Now, for the first time, researchers have discovered just how much alcohol some chimps are getting out of their fermented fruit snacks. In a new paper published in Science Advances, a team of scientists from the United States and the Ivory Coast reported that, in the course of a day, the wild chimps in their study consumed about 14 grams of pure ethanol. That’s about the equivalent, adjusting for body mass, of a human imbibing more than one standard drink a day, says University of California, Berkeley graduate student and study author Aleksey Maro.
“We can say, pretty officially, that animals are chronically ingesting ethanol, especially our chimpanzee relatives,” Maro says.
Maro and his colleagues made their discovery by following around wild chimps at two national parks in Africa—Kibale in Uganda and Taï in Ivory Coast—and scooping up test samples of 20 species of ripe fruits that the chimps typically like to eat.
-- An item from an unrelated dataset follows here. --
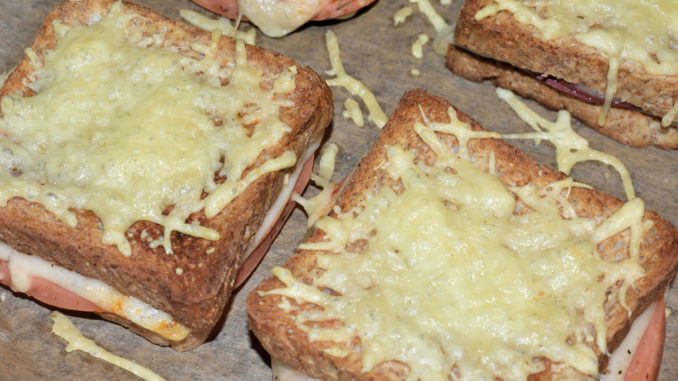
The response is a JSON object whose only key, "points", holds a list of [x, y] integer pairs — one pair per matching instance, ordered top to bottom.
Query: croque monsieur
{"points": [[613, 64], [142, 160], [450, 254]]}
What they found is that these fruits have an average alcohol content of around 0.26 percent by weight. That might not sound like much, but primatologists at these locations estimate that chimps eat a whopping 10 pounds—or some 7 to 14 percent of their body weight—of fruit a day. The apes tended to prefer a fig called the Ficus mucuso at Kibale and the plum-esque fruit from Parinari excelsa trees at Taï. These treats were among the fruits with the highest alcohol content.
These chimps likely aren’t getting wasted.
Captive chimps are a bit different—these animals don’t eat as much fruit due to their more sedentary lifestyles, says Maro. The fruit they do eat comes from plants that are domesticated by humans to have a hearty shelf-life, and are less likely to ferment into boozy goodness.
But the big question—do chimps actually get drunk from their daily diet—still needs a bit of research. Maro is working on it. This summer, he spent time tracking down chimpanzee urine—catching it in an umbrella of sorts or using a pipette to gather it from a leaf—to see if the chimps were metabolizing the alcohol the way humans do. “If chimps are metabolizing ethanol in their liver, that means it’s circulating in their blood and going to their brain as well,” he adds.
Considering that the average amount of alcohol the ordinary wild chimp is taking in each day would be equivalent in human terms to slurping a third of a beer at every meal, it’s unlikely the chimps are getting wasted, Maro says. But the findings still could have evolutionary implications for humans, whether that’s unpacking human attraction to alcohol or the risk of alcohol dependency from which millions of people suffer. Chimps’ ability to get drunk is limited to how fast they can gobble up fruit, and how much they can fit in their stomach. For humans, these same limits don’t apply.
“Why are humans like this, why do we have the diseases that we have and the problems and the ailments?” Maro asks. “A lot of that can be answered with evolutionary medicine, or the intersection of medicine and the study of how humans evolved.”